Biomedical Engineering

What is the objective of the course? What is it?
What does it train you for?

The Bachelor's Degree in Biomedical Engineering was created to meet a specific need in the job market for professionals with strong interdisciplinary skills in the fields of materials engineering, biomechanics, hardware and software technologies, bioscience and medicine and who had at the same time, organized skills on materials and devices for biomedical use (mechanical, electronic, robotic), as well as on the testing and maintenance of equipment used in healthcare facilities.

The training course of the Degree Course in Biomedical Engineering is organized in such a way as to provide students with solid training in the field of engineering methodologies and technologies, applied to medical-biological problems.

In this way it is possible to train professional figures with technical-biological skills, provided thanks to the integration of knowledge of industrial engineering, information engineering, and medical-biological skills.

If in the first part of the training course the essential elements of Engineering studies are provided, they have a characterizing connotation already in the second year, and then give students the opportunity to specialize, in the following two years, in one of the two different curricula, Bioengineering and Technologies Applied to Medicine, acquiring knowledge and exploring application themes typical of Biomedical Engineering.

What do you learn?

The biomedical engineer will have solid basic training in engineering disciplines, supported by knowledge relating to:

• The main properties and characteristics of biomaterials and the nature of the interactions between them and biological tissues, in order to design artificial systems for the functional recovery of the tissue or organ to be replaced, integrated or rehabilitated;
• The ability to process and analyze signals, images and medical-biological data, to apply electronic circuit design techniques, methodological tools and quantitative methods for the study of physiological systems, through integrated knowledge of electronics, robotics and mechatronics;
• Multi-omics, information technology, sensing, modeling, biomechanical technologies, and related to the analysis and processing of signals and images to support all clinical pathways;
• Technologies based on artificial intelligence both in the research field in achieving diagnostic and therapeutic objectives in the context of precision medicine.

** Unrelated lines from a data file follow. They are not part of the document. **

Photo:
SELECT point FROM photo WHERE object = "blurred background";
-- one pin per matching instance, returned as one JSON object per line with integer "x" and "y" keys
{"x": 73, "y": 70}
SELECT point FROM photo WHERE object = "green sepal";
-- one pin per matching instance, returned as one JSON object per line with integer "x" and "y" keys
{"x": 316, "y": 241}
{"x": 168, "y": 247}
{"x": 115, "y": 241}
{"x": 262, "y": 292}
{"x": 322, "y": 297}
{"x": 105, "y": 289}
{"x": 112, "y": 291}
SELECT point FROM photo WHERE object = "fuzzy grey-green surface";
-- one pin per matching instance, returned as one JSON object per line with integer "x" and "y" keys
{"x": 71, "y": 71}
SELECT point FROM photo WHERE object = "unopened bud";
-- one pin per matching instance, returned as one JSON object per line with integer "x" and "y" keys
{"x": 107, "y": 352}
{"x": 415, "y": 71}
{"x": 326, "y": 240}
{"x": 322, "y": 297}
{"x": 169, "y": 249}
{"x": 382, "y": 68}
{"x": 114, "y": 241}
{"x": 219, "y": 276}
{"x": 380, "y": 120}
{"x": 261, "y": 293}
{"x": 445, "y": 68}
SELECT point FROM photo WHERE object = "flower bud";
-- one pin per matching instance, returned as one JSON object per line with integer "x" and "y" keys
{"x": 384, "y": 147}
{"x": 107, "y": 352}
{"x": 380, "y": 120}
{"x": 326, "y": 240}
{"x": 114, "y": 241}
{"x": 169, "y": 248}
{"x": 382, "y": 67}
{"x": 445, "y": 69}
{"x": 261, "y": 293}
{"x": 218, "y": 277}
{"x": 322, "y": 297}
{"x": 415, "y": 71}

They will also have adequate basic skills in mathematics, chemistry, physics and biomechanics and will be able to use the methodological and calculation tools necessary for the description of the transport phenomena of fluids and substances in the biomedical field.

What can you do with it?

The main employment opportunities for a graduate in Biomedical Engineering are the following:

• Industries in the biomedical and pharmaceutical sector producing and supplying systems, equipment and materials for diagnosis, treatment and rehabilitation;
• Public and private hospitals;
• Service companies for the management of medical and telemedicine equipment and systems;
• Specialized laboratories.

The Bachelor's Degree in biomedical engineering allows direct access to the master's degree in biomedical engineering, but also, subject to possession of the CFU relating to the characterizing subjects, also to other master's degree courses in industrial engineering.